A Day with an Artisan

Balinese paintings are known for their different styles and artistic themes. Balinese paintings can be classified into classic and modern. Until the 1920s, before the influence of Dutch and international artists living on the island, classical Balinese paintings were known to follow the Kamasan style, named after a village in the Klungkung regency in East Bali. An excellent example of Kamasan-style paintings can be seen covering the ceilings of the Kertagosa Hall of Justice in the center of Klungkung, with inspiration drawn from wayang (shadow puppet) figures, depicting episodes from the Ramayana and Mahabharata epics. Modern paintings emerged after western artists – German painter Walter Spies, Dutch painters Rudolf Bonnet and Arie Smit, and Belgian Adrien-Jean Le Mayeur – offered a European take on the classic Balinese styles. Most of the themes then evolved to depict scenes of Bali’s allure as seen through the eyes of travelers, ranging from the island’s beautiful natural landscapes, agricultural activities, and fishing village scenes. Some modern Balinese paintings are named after their areas – for example, Ubud and Batuan (rural rice fields) and Sanur (fishing village and seascapes). You may also find a Renaissance-like influence in paintings that portray nudes. Balinese artists are known for their creativity, and paintings aren’t only bound to the canvas. The village of Batuan, 11 km outside Ubud, is a commune of painters famous for their eggshell and seashell paintings and carvings in various styles and sizes.

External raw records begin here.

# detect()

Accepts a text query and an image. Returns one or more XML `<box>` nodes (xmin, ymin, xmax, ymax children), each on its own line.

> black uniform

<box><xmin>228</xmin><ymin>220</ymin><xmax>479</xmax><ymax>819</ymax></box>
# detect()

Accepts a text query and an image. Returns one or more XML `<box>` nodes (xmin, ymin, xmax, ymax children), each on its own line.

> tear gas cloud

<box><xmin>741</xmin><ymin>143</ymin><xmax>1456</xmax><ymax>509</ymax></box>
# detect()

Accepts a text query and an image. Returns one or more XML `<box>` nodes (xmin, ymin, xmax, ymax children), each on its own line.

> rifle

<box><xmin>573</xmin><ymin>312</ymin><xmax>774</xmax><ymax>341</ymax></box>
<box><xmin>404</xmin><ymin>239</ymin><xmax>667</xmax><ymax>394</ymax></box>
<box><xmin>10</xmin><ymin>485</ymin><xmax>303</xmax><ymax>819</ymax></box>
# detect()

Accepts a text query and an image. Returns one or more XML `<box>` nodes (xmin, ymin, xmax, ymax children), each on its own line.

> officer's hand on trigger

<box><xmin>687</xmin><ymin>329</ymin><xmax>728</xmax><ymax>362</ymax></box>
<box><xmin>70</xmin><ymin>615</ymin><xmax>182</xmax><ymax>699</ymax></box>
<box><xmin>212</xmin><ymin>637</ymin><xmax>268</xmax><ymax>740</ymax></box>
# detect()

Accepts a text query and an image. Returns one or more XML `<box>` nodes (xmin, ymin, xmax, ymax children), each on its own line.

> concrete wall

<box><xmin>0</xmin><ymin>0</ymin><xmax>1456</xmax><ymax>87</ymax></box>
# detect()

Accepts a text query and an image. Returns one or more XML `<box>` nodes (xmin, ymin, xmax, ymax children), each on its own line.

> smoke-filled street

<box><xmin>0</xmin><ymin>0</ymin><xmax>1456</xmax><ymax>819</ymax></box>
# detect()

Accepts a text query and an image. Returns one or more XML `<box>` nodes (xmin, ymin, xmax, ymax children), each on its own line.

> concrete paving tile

We invite you to learn to make Modern Paintings (Ubud Style) on this excursion. Spend the day with a local artist called Dayu Indah, learning about and trying your hand at painting and crafts. Dayu Indah is a local artist and a Balinese professional dancer; she will teach you and show you how to paint from the beginning till the end. This excursion can be completed in the comfort and privacy of your villa or any of the resort’s picturesque locations.

Activities

The Art Wayang

In Indonesia, primarily in Java and Bali, shadow puppet plays are known as Wayang-Kulit. Wayang is the Indonesian word for “theater.” Puppet Theater emerged with the introduction of Hinduism to Indonesia in the 1st century A.D. and was used to spread the Hindu religion. When Islam started to spread throughout Indonesia, the display of God or Gods in human form was prohibited, so the Wayang style of puppetry was suppressed. Making a wayang figure suitable for a performance involves handwork that takes several hours, working with the artists together. They start from master models (typically on paper), which are traced out onto parchment, providing the figures with an outline and indications of any holes that need to be cut (such as for the mouth or eyes). The figures are then smoothed, usually with a glass bottle, and primed. The structure is inspected, and eventually, the details are worked through. A further smoothing follows before individual painting, which yet another craftsman undertakes. Finally, the movable parts (upper arms, lower arms with hands, and the associated sticks for manipulation) are mounted on the body, which has a central staff by which it is held. In this class, you will be guided to make and paint your puppet from start to finish for over 2 to 3 hours, depending on your availability.